The US government doesn’t care if Joe creates some Blow Bucks and tries to get people to accept them, nor does it care if a grocery store creates some coupons. What it does care about is the US dollar, which is the monopoly product of the US government; the “money thing” that the federal government alone issues and the “money thing” that we all use and so, any private entity that attempts to manufacture US dollars will find its operation shut down and the person or people responsible will end up in prison. Is this then why we all accept and use US dollars in the United States? No. Taxation is why.

The US government also has the authority to tax and so, can press its own currency into wide acceptance and circulation. The tax alone is no good here unless the only thing the federal government will accept as payment for that tax is US dollars, which is precisely what the federal government demands (and what the Confederate States of America failed to understand). Without the government’s US dollars, you cannot pay the tax and the government simply isn’t going to let you off the hook if you don’t have the dollars. You will have to find a way to obtain the dollars.
One way some private entities obtain US dollars is by selling goods and services to the government in exchange for the government’s currency. In doing so, these private entities then have the ability to pay the tax and if they’ve earned more dollars than necessary to pay the tax, they can use those extra dollars for something else. They could save them, or consume more goods and services. It’s not out of spite, or hatred for the citizens of the US. In the context of getting the dollar accepted, it’s about maintaining the demand for US dollars. As long as the US government can enforce its tax collections, we will demand and use US dollars.

On this correct view, federal taxation is not theft in any way, shape or form. US dollars are issued by the US government and so, it is the government’s “money thing”, not yours. Yes, you might be allowed to earn, save, or use the government’s currency to buy a car or groceries, but that is so the economy can operate. It doesn’t imply some kind of private ownership of US dollars. US dollars remain the property of the federal government and they remain in the domestic economy and the rest of the world where the US government intentionally put them until they are taxed away and destroyed. What you buy with the government’s US dollars whilst they circulate and you can get ahold of them is certainly yours. Again, we will note here that when the US government taxes, it doesn’t demand your car, clothes, home and other goods you’ve purchased with US dollars (unless, of course, you do not pay your tax liability, in which case, the government can put a lien on or seize your property), it only demands its property back; the “money thing” that only it has a right to issue – US dollars.
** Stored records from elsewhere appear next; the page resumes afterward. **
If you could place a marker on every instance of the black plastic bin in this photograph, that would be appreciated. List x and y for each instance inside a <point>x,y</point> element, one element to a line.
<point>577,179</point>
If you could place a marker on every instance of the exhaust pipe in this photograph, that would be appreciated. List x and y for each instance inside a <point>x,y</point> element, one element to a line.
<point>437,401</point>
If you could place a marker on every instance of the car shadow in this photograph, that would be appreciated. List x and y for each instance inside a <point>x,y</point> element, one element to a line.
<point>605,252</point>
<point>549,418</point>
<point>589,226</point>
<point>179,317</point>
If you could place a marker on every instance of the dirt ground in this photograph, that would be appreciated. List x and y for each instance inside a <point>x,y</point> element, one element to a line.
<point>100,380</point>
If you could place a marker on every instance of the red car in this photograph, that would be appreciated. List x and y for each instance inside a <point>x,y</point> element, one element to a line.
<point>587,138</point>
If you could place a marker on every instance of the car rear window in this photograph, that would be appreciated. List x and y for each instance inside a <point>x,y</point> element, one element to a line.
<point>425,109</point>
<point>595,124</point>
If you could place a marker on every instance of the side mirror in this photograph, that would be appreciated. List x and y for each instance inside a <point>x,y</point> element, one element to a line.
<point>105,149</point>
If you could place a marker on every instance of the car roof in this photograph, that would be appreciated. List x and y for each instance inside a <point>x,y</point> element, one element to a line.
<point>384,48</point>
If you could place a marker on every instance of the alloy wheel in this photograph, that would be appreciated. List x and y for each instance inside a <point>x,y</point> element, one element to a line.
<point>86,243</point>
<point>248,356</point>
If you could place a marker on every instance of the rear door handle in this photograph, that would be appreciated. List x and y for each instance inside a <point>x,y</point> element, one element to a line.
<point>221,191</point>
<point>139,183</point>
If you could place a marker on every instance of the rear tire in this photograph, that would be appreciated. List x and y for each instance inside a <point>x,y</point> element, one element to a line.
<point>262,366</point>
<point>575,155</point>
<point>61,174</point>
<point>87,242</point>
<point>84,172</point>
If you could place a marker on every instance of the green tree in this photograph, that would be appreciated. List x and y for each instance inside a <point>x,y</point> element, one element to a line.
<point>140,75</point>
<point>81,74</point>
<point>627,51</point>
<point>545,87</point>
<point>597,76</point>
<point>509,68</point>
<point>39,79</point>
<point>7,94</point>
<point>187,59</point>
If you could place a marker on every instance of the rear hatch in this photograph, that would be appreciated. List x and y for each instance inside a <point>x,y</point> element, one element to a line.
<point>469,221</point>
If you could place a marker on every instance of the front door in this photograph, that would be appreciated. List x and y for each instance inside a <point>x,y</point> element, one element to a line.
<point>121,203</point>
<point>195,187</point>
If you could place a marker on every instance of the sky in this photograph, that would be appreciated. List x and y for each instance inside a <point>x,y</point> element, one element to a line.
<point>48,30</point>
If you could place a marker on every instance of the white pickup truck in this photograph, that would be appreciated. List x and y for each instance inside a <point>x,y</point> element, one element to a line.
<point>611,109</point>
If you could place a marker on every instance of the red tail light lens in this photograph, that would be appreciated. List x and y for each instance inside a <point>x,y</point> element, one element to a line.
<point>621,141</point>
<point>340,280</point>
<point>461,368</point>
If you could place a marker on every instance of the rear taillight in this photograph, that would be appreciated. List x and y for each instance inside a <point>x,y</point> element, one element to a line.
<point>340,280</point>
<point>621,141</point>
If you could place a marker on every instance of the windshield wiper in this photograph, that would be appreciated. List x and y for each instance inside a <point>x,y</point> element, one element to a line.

In short, you are free to use the government’s US dollars for whatever legal purposes you wish, but when the government demands its property back, you have to surrender it.

The purpose then of US dollars is to be a means to access the goods and services produced from the nation’s real resources. In order to ensure that such a system can result in prosperity, the supply of US dollars available to the US government must, at any point in time, always be greater than that which can be produced from finite real resources. In other words, the supply must always be infinite, which today it is. Were the supply of US dollars finite, restricted to only $5 million per year, when the real resources of the US can produce trillions of dollars’ worth of goods and services, then what could be produced would not be produced, real resources would be left idle and the economy would collapse. For those fiscal conservatives out there drooling over balanced federal budgets, that is why a balanced budget amendment is economic suicide. Get it through your heads – “Money” is not the issue; real resources are the issue.

US dollars are nothing more than just numbers with a fancy label that provide access to and keep track of all that the United States produces from its finite supply of real resources.